Figure 1.

Effects of apoptotic blebs and freeze–thaw (FT) cellular lysate on the maturation of bone marrow‐derived dendritic cells (BMDCs) derived from NZB × NZW (F₁) (NZB/W F₁) and BALB/c mice. Immature BMDCs were incubated with apoptotic blebs or FT for 2 days and cells were assessed concurrently for CD11c and the indicated markers by flow cytometry.
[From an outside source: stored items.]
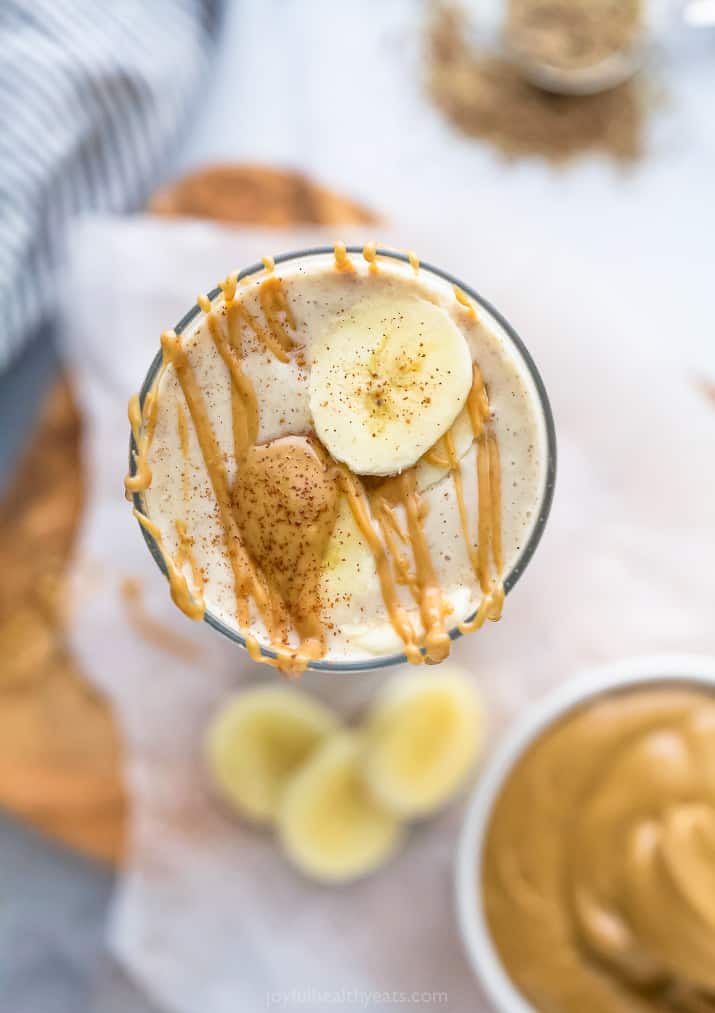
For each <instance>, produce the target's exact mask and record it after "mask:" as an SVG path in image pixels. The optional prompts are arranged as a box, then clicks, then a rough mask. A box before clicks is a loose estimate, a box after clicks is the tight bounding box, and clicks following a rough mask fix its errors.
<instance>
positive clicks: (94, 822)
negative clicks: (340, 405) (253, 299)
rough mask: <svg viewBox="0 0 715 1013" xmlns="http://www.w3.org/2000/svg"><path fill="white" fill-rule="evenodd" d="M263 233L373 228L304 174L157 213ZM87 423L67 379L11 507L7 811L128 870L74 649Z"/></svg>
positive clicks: (105, 774) (102, 733) (228, 184)
mask: <svg viewBox="0 0 715 1013" xmlns="http://www.w3.org/2000/svg"><path fill="white" fill-rule="evenodd" d="M217 208H220V209H221V215H220V218H221V220H222V221H228V222H233V223H243V224H252V225H256V224H259V225H283V226H286V225H301V224H317V225H341V224H348V223H352V224H353V223H370V222H372V221H374V220H375V219H374V218H373V216H372V215H371V214H370V213H369V212H368V211H366V210H365V209H364V208H361V207H359V206H358V205H355V204H353V203H351V202H350V201H348V200H345V199H343V198H341V197H339V196H338V194H335V193H333V192H331V191H330V190H327V189H325V188H324V187H322V186H318V185H316V184H315V183H312V182H310V181H309V180H308V179H306V178H305V177H304V176H302V175H300V174H299V173H297V172H291V171H284V170H277V169H271V168H266V167H263V166H231V165H226V166H214V167H209V168H207V169H204V170H202V171H200V172H197V173H195V174H193V175H191V176H189V177H188V178H186V179H184V180H181V181H179V182H178V183H176V184H174V185H172V186H168V187H165V188H163V189H161V190H160V191H158V192H157V193H156V194H155V197H154V199H153V200H152V202H151V203H150V208H149V210H150V211H151V212H152V213H153V214H157V215H165V216H172V217H176V216H187V217H194V218H217V217H218V216H217V214H216V211H215V209H217ZM80 437H81V419H80V417H79V415H78V413H77V410H76V408H75V404H74V401H73V398H72V391H71V384H70V383H69V382H68V379H67V378H63V379H62V380H60V381H59V382H58V383H57V385H56V386H55V388H54V389H53V390H52V391H51V392H50V394H49V395H48V397H47V403H46V404H45V406H44V410H43V413H42V416H41V418H39V421H38V424H37V427H36V431H35V433H34V435H33V437H32V439H31V442H30V444H29V447H28V448H27V450H26V452H25V454H24V456H23V458H22V460H21V462H20V464H19V466H18V468H17V471H16V474H15V476H14V479H13V482H12V484H11V487H10V489H9V491H8V492H7V494H6V495H5V496H4V497H3V499H2V501H1V502H0V573H2V580H0V804H1V805H3V806H5V807H6V808H8V809H10V810H12V811H13V812H15V813H16V814H18V815H19V816H21V817H22V819H24V820H26V821H27V822H29V823H30V824H33V825H34V826H35V827H37V828H39V829H41V830H43V831H45V832H47V833H48V834H51V835H53V836H55V837H57V838H59V839H60V840H62V841H64V842H66V843H67V844H70V845H72V846H73V847H75V848H77V849H78V850H80V851H82V852H84V853H86V854H88V855H92V856H94V857H96V858H100V859H105V860H107V861H109V862H113V863H118V862H121V860H122V855H123V851H124V843H125V828H126V821H127V800H126V797H125V793H124V790H123V784H122V748H121V743H120V739H118V735H117V732H116V728H115V726H114V723H113V721H112V716H111V712H110V709H109V707H108V705H107V702H106V701H105V700H104V699H103V698H102V697H101V696H100V695H99V694H98V693H97V692H96V691H95V690H94V689H93V688H92V687H91V686H90V685H89V684H88V683H87V682H86V681H85V680H84V678H83V677H82V674H81V672H80V671H79V670H78V667H77V665H76V663H75V660H74V658H73V657H72V655H71V653H70V651H69V649H68V646H67V643H66V639H65V633H64V630H65V611H66V605H67V601H66V581H65V571H66V567H67V562H68V559H69V556H70V553H71V551H72V545H73V540H74V537H75V532H76V530H77V526H78V522H79V518H80V516H81V511H82V498H83V483H82V468H81V459H80Z"/></svg>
Cytokines in supernatants were quantified by enzyme‐linked immunosorbent assay (ELISA). (a) Fold change (over the medium control) of CD11c⁺ BMDCs expressing major histocompatibility complex (MHC)‐I, MHC‐II, CD80, CD83, CD86 and CD40 upon incubation with apoptotic blebs or FT cellular lysate (*P < 0·05; **P < 0·01; ***P < 0·001: apoptotic bleb‐treated NZB/W F₁ BMDCs versus apoptotic bleb‐treated BALB/c BMDCs; ^# P < 0·05, ^## P < 0·01, ^### P < 0·001: apoptotic bleb‐treated NZB/W F₁ BMDCs versus FT cellular lysate‐treated NZB/W F₁ BMDCs). (b) Cytokine secretion from BMDCs derived from NZB/W F₁ and BALB/c mice incubated with apoptotic blebs or FT cellular lysate (*P < 0·05; **P < 0·01). Data represent mean ± standard error of the mean (s.e.m.) of four experiments.